Furthermore, concealing all traces of advanced technology is hard: the hot plasma produced by space rockets is detectable from far away, and even mere computation generates heat which may show up against the cold background of space.

Quarantine

Another explanation which depends on the implausible assumption that all advanced civilisations think and behave the same way is the idea that aliens are already everywhere, but they are concealing themselves from us so as not to “blow our minds”, as David Bowie put it in his 1972 single “Starman”. The same idea is found in the Star Trek series, where it is called the Prime Directive.

Virtual worlds are more fun

You don’t have to be hiding to be invisible.
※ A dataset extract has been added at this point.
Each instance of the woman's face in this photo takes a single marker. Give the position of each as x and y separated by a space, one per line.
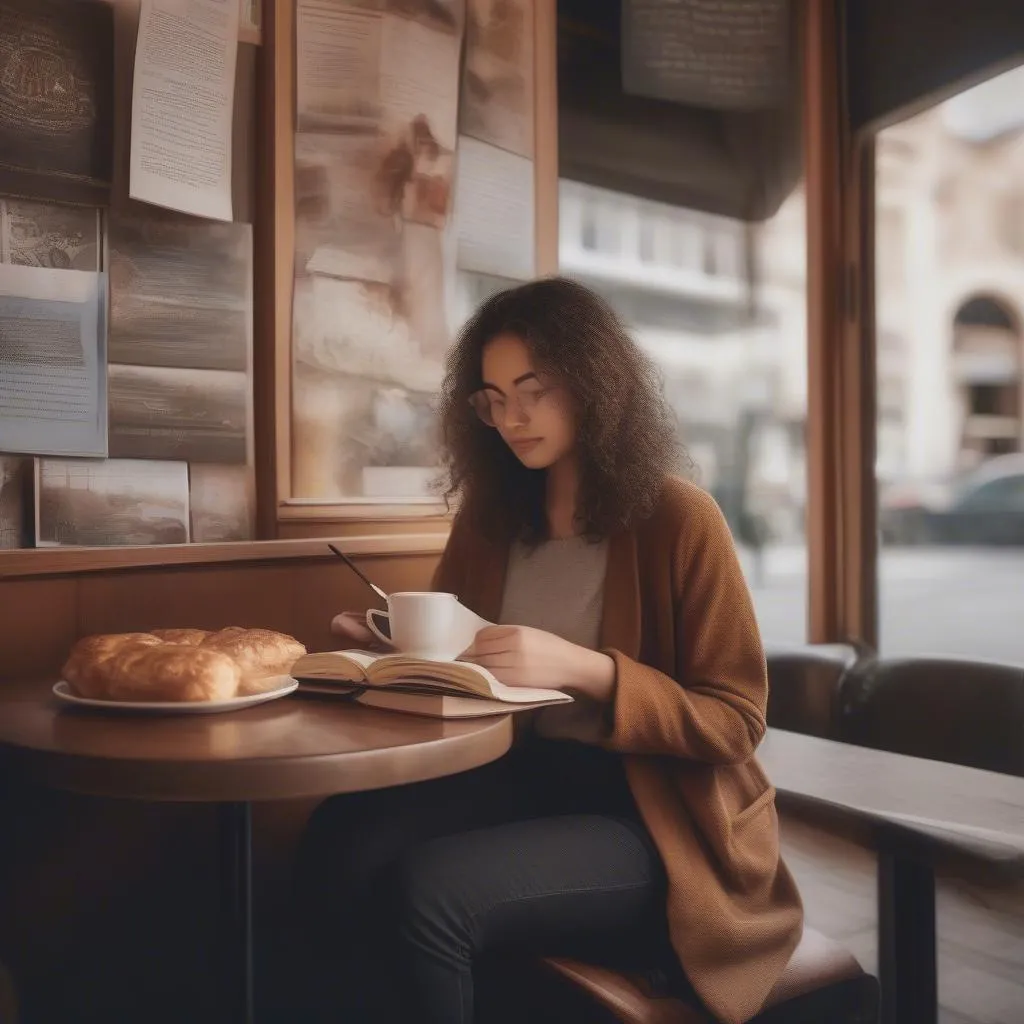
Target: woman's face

Advanced civilisations might discover that zooming around the galaxy is a lot less enjoyable than hanging out in virtual worlds. Perhaps they convert asteroids, planets, or even stars into computronium, and spend their time in alien versions of World of Warcraft. Once again this depends on a level of convergence in attitudes across the universe which is hard to credit. On Earth, greater wealth generates greater diversity, and there is no reason to think this will cease. More resources seem to beget more varied and weirder buildings and art projects, for example.
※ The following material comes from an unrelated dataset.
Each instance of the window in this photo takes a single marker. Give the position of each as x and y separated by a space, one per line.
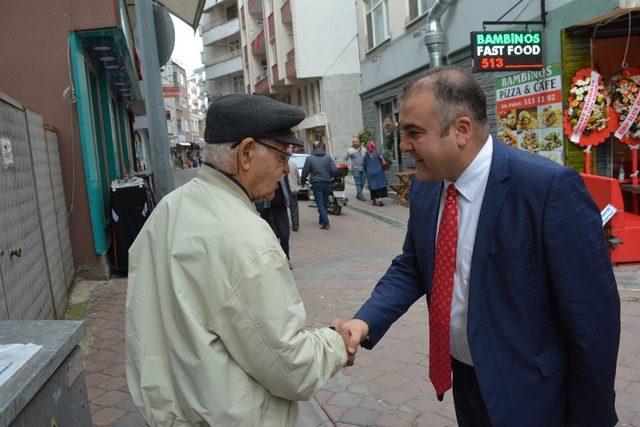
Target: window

One way that the implausible convergence might come about is that beings in virtual worlds discover that no matter how much computronium they have, it is never enough. A joke from the 1990s stated that “hardware giveth, but software taketh away”. However much hardware you have, someone can devise software that will exhaust its capacity. Intelligent beings living in a simulation where they could create copies of themselves might have to be parsimonious. Interstellar travel is not that.

A related idea that appeals to Anders is the aestivation hypothesis, in which intelligent entities living inside computers decide to put themselves on pause for a few billion years until the universe cools down before they stage their main activities, because it will be easier to cool their processors then. Aestivation is the same as hibernation, except that it happens during summer instead of winter.

Of course, if the universe’s most advanced civilisations are waiting for the universe to cool down, they would surely take steps to ensure that no-one messes with their server farms while they sleep. In which case, when we start to travel between stars we might get a visit from a galactic AI policeman, telling us to stay put.

The great filter

If none of the explanations which require huge numbers of alien civilisations to think and behave uniformly are true, then one of the values of the Drake equation has to be very low, so as to make the number of intelligent civilisations a low one – perhaps just us. It could be that the formation of new life – or the formation of intelligent life – is very hard. Or it could be that intelligent life always goes extinct for some reason.

If such a filter exists, we should prefer it to be behind us rather than ahead of us. For this reason, Anders’ Oxford colleague Nick Bostrom has argued that we should hope not to find life on Mars, and certainly not traces of intelligent life. (Unless it originated on Earth and got flung to Mars by an asteroid strike – or vice versa.)

Sparse or simulated

Putting all this together, Anders concludes that the most likely explanation for Fermi’s paradox is that we are alone, or almost alone. In which case, we should pay heed to Bowie’s Starman when he tells us not to blow it, because we would be rare and maybe important.

Finally, the Fermi paradox can also be adduced as evidence for the simulation hypothesis, which states that we live in a virtual world created by an advanced intelligence – possibly our own descendants who are simulating their history. It is expensive enough in terms of computronium to simulate this world, or at least the parts of it whose existence you can be confident of. It would be far too expensive to simulate numerous alien civilisations as well.